One funny twist here: not all noise is bad. A 2025 review in Communications Materials argues that some memristor noise can actually be useful for things like stochastic computing and reservoir computing [7]. Sometimes the gremlin is also a coworker.
The Bottom Line
This review does not claim memristor analogue CIM is ready to bulldoze digital computing tomorrow. Good. That would be marketing, not science.

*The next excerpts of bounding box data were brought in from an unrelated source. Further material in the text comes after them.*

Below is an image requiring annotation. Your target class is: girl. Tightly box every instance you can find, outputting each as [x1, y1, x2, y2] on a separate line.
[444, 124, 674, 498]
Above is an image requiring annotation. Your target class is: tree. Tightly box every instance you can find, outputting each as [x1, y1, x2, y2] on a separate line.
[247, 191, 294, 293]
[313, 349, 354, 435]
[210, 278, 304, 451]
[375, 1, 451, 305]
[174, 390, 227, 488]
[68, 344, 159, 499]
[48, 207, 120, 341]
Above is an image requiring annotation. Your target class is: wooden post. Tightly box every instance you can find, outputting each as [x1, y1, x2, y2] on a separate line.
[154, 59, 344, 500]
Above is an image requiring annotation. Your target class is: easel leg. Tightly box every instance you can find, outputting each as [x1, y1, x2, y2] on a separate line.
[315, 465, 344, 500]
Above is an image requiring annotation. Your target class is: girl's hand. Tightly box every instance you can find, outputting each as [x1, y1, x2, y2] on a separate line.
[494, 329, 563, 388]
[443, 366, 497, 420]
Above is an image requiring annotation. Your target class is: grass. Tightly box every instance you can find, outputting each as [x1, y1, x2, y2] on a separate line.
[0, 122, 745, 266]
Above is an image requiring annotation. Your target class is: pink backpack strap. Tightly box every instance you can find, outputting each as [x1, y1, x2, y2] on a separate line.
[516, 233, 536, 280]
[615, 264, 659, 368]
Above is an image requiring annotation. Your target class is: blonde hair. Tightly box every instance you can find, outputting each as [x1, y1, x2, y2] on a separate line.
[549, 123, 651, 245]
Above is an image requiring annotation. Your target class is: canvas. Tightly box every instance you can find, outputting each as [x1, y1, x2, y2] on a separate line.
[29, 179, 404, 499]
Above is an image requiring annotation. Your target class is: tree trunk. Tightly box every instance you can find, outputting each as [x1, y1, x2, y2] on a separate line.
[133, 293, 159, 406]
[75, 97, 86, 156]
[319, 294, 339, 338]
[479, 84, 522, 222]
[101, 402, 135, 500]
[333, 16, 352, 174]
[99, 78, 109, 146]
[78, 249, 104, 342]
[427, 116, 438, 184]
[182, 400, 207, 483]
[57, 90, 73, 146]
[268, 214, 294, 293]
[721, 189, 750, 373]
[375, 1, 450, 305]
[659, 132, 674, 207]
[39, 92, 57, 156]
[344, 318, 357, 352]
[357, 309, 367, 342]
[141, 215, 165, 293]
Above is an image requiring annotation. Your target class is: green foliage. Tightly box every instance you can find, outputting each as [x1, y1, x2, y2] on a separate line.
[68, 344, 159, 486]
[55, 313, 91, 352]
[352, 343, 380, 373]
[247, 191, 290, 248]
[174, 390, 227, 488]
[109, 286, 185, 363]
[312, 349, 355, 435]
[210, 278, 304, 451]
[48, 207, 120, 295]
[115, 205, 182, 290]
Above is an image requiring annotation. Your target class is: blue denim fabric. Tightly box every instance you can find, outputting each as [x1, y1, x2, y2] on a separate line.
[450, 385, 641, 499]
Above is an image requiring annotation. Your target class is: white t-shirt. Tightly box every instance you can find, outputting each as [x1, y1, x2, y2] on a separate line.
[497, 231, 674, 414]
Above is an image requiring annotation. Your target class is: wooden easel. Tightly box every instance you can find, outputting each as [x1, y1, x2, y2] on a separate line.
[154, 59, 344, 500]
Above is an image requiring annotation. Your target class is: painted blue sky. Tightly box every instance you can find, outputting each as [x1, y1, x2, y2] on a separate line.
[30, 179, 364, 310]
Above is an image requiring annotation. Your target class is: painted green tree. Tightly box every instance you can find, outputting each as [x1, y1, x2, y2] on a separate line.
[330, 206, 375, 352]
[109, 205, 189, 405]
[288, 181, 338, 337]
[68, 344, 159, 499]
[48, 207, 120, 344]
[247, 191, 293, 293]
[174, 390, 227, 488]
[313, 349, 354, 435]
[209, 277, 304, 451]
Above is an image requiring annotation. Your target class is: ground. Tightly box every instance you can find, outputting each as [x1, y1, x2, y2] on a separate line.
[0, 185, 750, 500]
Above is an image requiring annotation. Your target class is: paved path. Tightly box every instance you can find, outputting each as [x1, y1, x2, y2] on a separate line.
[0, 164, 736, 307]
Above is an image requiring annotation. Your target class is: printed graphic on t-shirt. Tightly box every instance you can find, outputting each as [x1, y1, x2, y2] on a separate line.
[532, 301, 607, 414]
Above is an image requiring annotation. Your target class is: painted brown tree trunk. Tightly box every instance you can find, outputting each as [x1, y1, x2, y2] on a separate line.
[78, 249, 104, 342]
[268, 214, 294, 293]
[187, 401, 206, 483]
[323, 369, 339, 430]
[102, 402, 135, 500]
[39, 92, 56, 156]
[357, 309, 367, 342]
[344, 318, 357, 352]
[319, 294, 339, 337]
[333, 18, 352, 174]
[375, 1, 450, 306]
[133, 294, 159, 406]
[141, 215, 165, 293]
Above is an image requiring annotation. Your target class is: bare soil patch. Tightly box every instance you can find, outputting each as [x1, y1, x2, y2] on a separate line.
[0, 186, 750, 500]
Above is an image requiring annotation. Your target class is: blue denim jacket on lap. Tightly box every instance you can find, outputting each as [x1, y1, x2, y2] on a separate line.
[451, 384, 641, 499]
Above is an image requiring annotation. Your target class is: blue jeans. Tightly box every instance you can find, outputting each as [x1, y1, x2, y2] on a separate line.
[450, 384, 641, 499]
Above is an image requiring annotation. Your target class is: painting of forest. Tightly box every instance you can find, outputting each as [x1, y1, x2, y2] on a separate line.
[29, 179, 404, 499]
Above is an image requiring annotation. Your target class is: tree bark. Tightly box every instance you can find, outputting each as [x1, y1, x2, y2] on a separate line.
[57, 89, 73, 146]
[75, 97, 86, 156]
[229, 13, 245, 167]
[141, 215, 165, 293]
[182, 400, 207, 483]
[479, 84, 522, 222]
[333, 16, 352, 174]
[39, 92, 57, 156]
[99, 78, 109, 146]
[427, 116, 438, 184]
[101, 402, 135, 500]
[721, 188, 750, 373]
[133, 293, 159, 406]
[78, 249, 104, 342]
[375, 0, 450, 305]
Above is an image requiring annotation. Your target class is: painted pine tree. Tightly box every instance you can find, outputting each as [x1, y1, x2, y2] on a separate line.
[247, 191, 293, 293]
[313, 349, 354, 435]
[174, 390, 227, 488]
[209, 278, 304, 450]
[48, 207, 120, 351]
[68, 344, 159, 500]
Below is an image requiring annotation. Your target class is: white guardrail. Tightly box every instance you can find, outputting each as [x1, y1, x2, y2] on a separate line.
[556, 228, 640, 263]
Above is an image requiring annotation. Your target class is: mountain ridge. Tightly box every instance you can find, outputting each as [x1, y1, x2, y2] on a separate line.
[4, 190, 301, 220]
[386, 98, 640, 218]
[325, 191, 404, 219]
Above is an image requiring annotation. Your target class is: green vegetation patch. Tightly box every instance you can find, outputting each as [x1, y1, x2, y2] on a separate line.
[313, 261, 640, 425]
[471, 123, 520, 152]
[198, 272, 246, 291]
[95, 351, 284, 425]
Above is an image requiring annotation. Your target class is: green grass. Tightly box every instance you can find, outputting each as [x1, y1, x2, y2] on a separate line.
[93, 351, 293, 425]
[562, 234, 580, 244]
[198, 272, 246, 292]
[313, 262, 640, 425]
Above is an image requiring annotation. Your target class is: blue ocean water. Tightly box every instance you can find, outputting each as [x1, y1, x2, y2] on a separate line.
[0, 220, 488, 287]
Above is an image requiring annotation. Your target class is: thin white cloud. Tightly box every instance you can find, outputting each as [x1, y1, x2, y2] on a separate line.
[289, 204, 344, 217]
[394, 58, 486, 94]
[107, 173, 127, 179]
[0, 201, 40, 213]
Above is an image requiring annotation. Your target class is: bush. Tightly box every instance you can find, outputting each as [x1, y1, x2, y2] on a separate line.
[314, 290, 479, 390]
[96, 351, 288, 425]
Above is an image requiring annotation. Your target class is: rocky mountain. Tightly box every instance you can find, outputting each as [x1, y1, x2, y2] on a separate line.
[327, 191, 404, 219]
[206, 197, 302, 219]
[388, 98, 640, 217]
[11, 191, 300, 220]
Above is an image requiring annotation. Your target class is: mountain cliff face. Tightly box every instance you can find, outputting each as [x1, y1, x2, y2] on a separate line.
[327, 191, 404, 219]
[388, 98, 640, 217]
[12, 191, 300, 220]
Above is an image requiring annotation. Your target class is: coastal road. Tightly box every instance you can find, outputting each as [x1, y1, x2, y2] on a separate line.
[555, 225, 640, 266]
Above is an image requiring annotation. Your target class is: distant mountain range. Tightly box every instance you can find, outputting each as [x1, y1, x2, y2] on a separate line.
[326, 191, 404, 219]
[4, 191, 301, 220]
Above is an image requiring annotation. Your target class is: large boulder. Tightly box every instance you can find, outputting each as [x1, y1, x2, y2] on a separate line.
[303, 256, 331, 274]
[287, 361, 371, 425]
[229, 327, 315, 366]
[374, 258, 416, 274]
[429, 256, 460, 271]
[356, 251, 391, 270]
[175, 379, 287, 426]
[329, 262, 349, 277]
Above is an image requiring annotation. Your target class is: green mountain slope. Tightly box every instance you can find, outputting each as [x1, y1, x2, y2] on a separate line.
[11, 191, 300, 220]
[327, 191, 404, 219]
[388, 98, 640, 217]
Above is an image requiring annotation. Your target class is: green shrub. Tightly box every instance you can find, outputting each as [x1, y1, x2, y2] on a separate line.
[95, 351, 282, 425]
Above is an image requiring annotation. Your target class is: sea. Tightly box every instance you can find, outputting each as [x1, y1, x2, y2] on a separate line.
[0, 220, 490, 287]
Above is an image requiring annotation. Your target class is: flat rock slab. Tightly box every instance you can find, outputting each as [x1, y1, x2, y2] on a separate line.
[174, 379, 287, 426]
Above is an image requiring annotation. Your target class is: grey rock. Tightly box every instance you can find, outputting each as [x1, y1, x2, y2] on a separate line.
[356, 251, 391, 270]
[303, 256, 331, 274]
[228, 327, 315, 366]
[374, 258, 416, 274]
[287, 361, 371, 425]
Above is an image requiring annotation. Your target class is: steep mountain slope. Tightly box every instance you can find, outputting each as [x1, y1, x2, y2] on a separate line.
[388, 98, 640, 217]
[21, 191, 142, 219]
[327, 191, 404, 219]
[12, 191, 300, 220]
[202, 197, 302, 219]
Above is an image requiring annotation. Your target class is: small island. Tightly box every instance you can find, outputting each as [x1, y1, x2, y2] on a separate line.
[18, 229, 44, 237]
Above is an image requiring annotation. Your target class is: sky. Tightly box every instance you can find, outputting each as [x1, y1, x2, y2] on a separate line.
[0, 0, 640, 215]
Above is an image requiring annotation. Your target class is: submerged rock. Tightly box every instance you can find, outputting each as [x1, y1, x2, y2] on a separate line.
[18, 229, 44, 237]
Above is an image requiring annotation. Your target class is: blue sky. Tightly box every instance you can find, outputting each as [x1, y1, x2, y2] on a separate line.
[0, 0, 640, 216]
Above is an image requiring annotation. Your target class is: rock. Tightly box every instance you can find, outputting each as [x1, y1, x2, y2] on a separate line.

What it does say is more interesting. The path to practical analogue AI hardware is getting clearer. Not because one miracle device appeared. Because researchers are finally treating the problem like a stack, not a single component.
That is less cinematic.
It is also how things usually start working.
References
[1] Jiang, Z., Zhao, H., Tang, J. et al. Strategies of high-accuracy memristor-based analogue computing in memory for artificial intelligence. Nature Materials (2026). DOI: 10.1038/s41563-026-02600-y. PubMed: PMID 42115778
[2] Yang, R. et al. Thousands of conductance levels in memristors integrated on CMOS. Nature 615, 823-829 (2023). DOI: 10.1038/s41586-023-05759-5
[3] Rasch, M.J., Carta, F., Fagbohungbe, O. et al. Fast and robust analog in-memory deep neural network training. Nature Communications 15, 7133 (2024). DOI: 10.1038/s41467-024-51221-z
[4] Khwa, W.S., Wen, T.H., Hsu, H.H. et al. A mixed-precision memristor and SRAM compute-in-memory AI processor. Nature 639, 617-623 (2025). DOI: 10.1038/s41586-025-08639-2
[5] EnCharge AI. EnCharge AI unveils EN100 AI accelerator built on analog in-memory computing (May 29, 2025). https://gamesbeat.com/encharge-ai-unveils-en100-ai-accelerator-chip-with-analog-memory/
[6] IBM Research. IBM Analog Hardware Acceleration Kit. Open-source toolkit and project page. https://github.com/IBM/aihwkit and https://research.ibm.com/publications/ibm-analog-hardware-acceleration-kit
[7] Ding, C., Ren, Y., Liu, Z. et al. Transforming memristor noises into computational innovations. Communications Materials 6, 149 (2025). DOI: 10.1038/s43246-025-00876-2
Disclaimer: This blog post is a simplified summary of published research for educational purposes. The accompanying illustration is artistic and does not depict actual model architectures, data, or experimental results. Always refer to the original paper for technical details.